Over the past year there’s been a lot of attention (in certain circles) for “microformats”. Essentially, microformats are standardisations of class-values to use in html. The implied benefit is that any 3rd party (be it a browser or another site) could easily gain access to that information and be able to do something useful with it.
However, aside from a few practical issues, microformats are a fundamentally flawed idea.
Microformats are an attempt at client side innovation. Looking at the history of (x)html, javascript and css (the three main client side technologies), you can see it’s rife with incompatibilities. The standardised versions of said technologies have also had (and continue to have) very long market penetration times (the time it takes for the support of a technology to spread among end users).
The funny thing is that these problems can be mitigated by something very simple; server side innovation! It’d have a couple of huge advantages. First-off, it’d give more control over the user experience. Since microformats don’t define how they should be handled by User Agents (UA’s, like browsers or mail clients), you have no way of knowing how your code will exactly be interpreted by them.
Secondly, it allows you to use more compatible technology on the client side (html, css, vCards, pdf, you name it). This means it would work, right now, for everyone. Also, especially for sites that use a CMS (system to manage a sites’ content), server side solutions are a lot easier to implement.
A few examples of microformats, and an explanation why they don’t provide any (business) benefits:
hCard – Have extra mark-up so you can point to an external site which produces a vCard? Mark-up which might force you to deal with UA’s which may mess up the resulting vCard because they interpret hCards differently? Why not just upload a vCard or have your CMS generate a vCard automatically?

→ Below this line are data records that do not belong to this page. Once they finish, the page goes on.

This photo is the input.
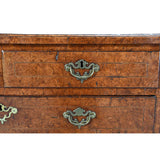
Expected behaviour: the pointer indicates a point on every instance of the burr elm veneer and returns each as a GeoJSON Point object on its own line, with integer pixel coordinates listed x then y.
{"type": "Point", "coordinates": [79, 84]}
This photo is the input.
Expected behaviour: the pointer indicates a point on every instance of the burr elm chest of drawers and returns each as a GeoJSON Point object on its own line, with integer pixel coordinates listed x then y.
{"type": "Point", "coordinates": [79, 84]}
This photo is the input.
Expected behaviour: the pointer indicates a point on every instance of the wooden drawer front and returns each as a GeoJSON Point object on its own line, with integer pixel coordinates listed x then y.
{"type": "Point", "coordinates": [113, 114]}
{"type": "Point", "coordinates": [46, 69]}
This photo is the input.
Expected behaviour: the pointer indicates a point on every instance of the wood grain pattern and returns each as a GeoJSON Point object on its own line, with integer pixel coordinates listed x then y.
{"type": "Point", "coordinates": [116, 113]}
{"type": "Point", "coordinates": [46, 69]}
{"type": "Point", "coordinates": [125, 92]}
{"type": "Point", "coordinates": [80, 47]}
{"type": "Point", "coordinates": [81, 39]}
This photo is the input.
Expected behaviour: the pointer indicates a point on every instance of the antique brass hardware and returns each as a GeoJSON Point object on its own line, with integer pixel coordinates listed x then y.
{"type": "Point", "coordinates": [5, 109]}
{"type": "Point", "coordinates": [79, 112]}
{"type": "Point", "coordinates": [82, 64]}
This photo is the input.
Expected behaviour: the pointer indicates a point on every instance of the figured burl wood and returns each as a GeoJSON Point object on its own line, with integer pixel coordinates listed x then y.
{"type": "Point", "coordinates": [79, 39]}
{"type": "Point", "coordinates": [117, 113]}
{"type": "Point", "coordinates": [46, 69]}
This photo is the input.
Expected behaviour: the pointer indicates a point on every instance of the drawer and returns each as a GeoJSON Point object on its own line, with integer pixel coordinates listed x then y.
{"type": "Point", "coordinates": [58, 114]}
{"type": "Point", "coordinates": [60, 69]}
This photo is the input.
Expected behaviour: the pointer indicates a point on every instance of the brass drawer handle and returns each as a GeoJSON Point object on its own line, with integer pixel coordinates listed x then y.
{"type": "Point", "coordinates": [5, 109]}
{"type": "Point", "coordinates": [81, 64]}
{"type": "Point", "coordinates": [79, 112]}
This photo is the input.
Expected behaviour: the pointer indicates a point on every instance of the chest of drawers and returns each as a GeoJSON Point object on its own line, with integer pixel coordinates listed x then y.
{"type": "Point", "coordinates": [79, 84]}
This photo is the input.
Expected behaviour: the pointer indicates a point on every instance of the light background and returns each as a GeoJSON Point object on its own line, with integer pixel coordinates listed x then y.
{"type": "Point", "coordinates": [79, 17]}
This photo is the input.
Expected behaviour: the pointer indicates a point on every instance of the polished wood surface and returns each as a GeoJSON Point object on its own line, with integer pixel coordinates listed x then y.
{"type": "Point", "coordinates": [124, 93]}
{"type": "Point", "coordinates": [46, 69]}
{"type": "Point", "coordinates": [127, 113]}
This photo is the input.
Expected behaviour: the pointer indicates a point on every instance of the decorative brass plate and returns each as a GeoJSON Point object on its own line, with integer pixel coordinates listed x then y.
{"type": "Point", "coordinates": [5, 109]}
{"type": "Point", "coordinates": [79, 112]}
{"type": "Point", "coordinates": [82, 64]}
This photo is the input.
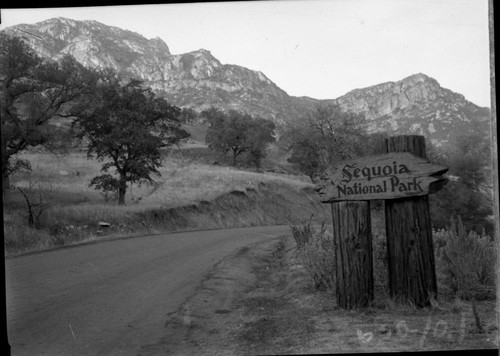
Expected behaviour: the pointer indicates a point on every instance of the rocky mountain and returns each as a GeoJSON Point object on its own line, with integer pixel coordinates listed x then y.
{"type": "Point", "coordinates": [414, 105]}
{"type": "Point", "coordinates": [195, 79]}
{"type": "Point", "coordinates": [417, 105]}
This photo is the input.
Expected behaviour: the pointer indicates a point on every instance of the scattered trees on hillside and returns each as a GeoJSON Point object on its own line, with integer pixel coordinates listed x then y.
{"type": "Point", "coordinates": [32, 92]}
{"type": "Point", "coordinates": [329, 135]}
{"type": "Point", "coordinates": [128, 126]}
{"type": "Point", "coordinates": [237, 133]}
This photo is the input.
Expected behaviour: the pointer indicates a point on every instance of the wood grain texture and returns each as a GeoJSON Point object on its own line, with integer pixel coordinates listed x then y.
{"type": "Point", "coordinates": [353, 253]}
{"type": "Point", "coordinates": [387, 176]}
{"type": "Point", "coordinates": [410, 250]}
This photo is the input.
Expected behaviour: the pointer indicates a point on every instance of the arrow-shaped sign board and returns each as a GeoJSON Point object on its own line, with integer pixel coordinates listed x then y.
{"type": "Point", "coordinates": [388, 176]}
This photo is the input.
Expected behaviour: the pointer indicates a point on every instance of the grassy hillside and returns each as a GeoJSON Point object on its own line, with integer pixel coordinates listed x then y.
{"type": "Point", "coordinates": [187, 195]}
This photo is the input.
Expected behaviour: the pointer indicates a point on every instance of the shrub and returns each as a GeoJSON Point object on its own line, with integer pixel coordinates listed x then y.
{"type": "Point", "coordinates": [302, 233]}
{"type": "Point", "coordinates": [467, 261]}
{"type": "Point", "coordinates": [316, 253]}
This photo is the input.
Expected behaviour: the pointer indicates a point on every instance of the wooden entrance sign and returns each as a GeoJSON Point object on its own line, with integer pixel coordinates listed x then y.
{"type": "Point", "coordinates": [403, 177]}
{"type": "Point", "coordinates": [382, 177]}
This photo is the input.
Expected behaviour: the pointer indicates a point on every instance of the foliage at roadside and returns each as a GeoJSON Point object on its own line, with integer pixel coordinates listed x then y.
{"type": "Point", "coordinates": [128, 126]}
{"type": "Point", "coordinates": [328, 136]}
{"type": "Point", "coordinates": [33, 92]}
{"type": "Point", "coordinates": [316, 253]}
{"type": "Point", "coordinates": [237, 134]}
{"type": "Point", "coordinates": [466, 261]}
{"type": "Point", "coordinates": [469, 193]}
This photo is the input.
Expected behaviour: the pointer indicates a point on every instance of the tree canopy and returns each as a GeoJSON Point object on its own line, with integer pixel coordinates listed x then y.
{"type": "Point", "coordinates": [327, 136]}
{"type": "Point", "coordinates": [32, 92]}
{"type": "Point", "coordinates": [238, 133]}
{"type": "Point", "coordinates": [127, 127]}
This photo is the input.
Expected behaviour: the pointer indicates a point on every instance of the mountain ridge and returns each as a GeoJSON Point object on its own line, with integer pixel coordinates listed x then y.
{"type": "Point", "coordinates": [416, 104]}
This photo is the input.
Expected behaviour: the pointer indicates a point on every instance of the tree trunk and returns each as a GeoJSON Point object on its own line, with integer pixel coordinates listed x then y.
{"type": "Point", "coordinates": [410, 250]}
{"type": "Point", "coordinates": [353, 253]}
{"type": "Point", "coordinates": [122, 189]}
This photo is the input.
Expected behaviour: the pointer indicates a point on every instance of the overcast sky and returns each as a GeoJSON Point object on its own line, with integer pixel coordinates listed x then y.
{"type": "Point", "coordinates": [317, 48]}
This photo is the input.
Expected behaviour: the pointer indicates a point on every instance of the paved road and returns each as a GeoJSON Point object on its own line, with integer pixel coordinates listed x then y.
{"type": "Point", "coordinates": [112, 297]}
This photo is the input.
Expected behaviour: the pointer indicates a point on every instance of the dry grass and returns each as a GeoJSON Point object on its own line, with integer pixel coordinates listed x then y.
{"type": "Point", "coordinates": [75, 208]}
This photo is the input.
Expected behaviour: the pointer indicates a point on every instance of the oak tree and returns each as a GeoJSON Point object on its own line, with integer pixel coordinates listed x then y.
{"type": "Point", "coordinates": [126, 130]}
{"type": "Point", "coordinates": [34, 91]}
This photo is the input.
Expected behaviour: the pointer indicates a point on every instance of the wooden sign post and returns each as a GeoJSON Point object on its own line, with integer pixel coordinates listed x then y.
{"type": "Point", "coordinates": [403, 178]}
{"type": "Point", "coordinates": [353, 253]}
{"type": "Point", "coordinates": [410, 251]}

hAtom – Making the page itself it’s own feed? So the full, heavy, page can be pinged by feed readers all the time, using far more bandwidth and messing up stats? Are you kidding me?
So yes, I do think that microformats are not worth implementing yourself.
2 replies on “No business benefits for microformats”
Besides, we already have a format for that kind of thing: it’s called XML. Good to see I’m not alone 🙂
Is that what hAtom is for? I’ve never quite bothered to really look into what it was.
I think I’m actually a little more curious about the styling possibilities created by the extra markup of microformats half the time.